The sector will be forced to evolve to handle the above mentioned billing problems but also to handle settlement issues for traffic which crosses third party networks and also for content delivery charges (pay per view). Additionally as QoS is built in for video and VOIP different tiered charges will have to be included based on those services and no longer on simple peak bandwidth.

Finally, the way 95th percentile billing currently works, it does not inherently relate customer bills to the provider's usage. The peak bandwidth for an entertainment company is likely to fall at a different time of day than the peak bandwidth for a wholesale auto part exchange. Either or both may not match the peak for the network provider and therefore the network provider may be able to carry their traffic essentially for free. Therefore, even 95th percentile billing does not necessarily charge customers directly for the cost to operate the network.
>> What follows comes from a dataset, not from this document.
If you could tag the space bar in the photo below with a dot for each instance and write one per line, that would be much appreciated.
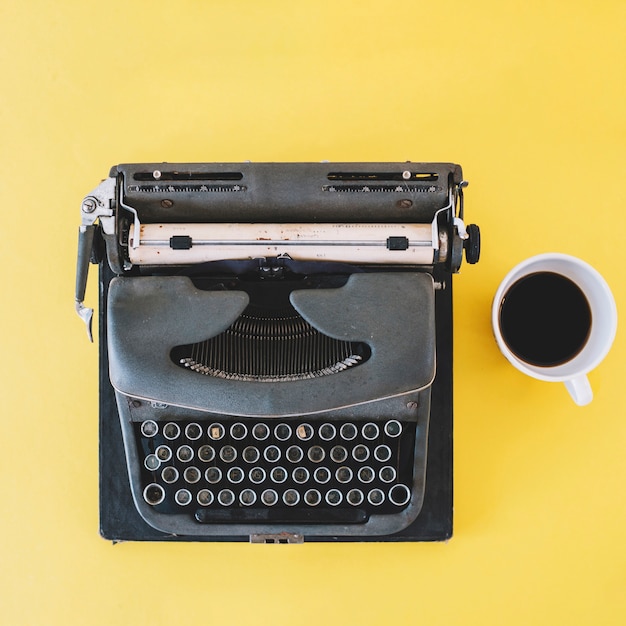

However, it is possible to charge for peak demand using time-metered total usage. The total usage during the wholesaler's peak times would be priced higher than the usage during off peak times. This method requires the network provider to do more up front computation but allows him to more directly/fairly charge his customers for the cost of his network.

I hope that this information clarifies some of the thoughts behind our discussion of 95th percentile billing.


François Speaks Again

Of course, we have equipped ourselves with measurement tools, and we know how much our 95th percentile usage is with each supplier before we even receive the bills.

Admittedly, our retail offer to our residential high-speed Internet customers is not based on 95th percentile. It is based on a flat rate, subject to a cap of 10GB downstream and 5GB upstream per account per month.

I acknowledge that trying to explain 95th percentile to each of very large numbers of retail residential customers would be impossible. We therefore take it upon ourselves to establish the empirical rules that bridge our 95th percentile costs with our MB/month caps while maintaining a healthy business model.


Percentile billing is a statistical measuring process. This makes it hard to audit and hard to predict. The measurements for percentile billing is like watching waves raise and lower the water against the timbers of a dock and recording the measurement every second. It just doesn't connect to user value for me.

It also makes it possible for both purchaser and vendor to manipulate the amount paid for the very same amount of data transmission.

I advocate a change to usage charging for IP services with a premium for improved bandwidth rates. It connects the charging with the value as the customer sees it. You'll be getting another issue about percentile billing soon where we evaluate a strategy for increasing revenues for percentile billers.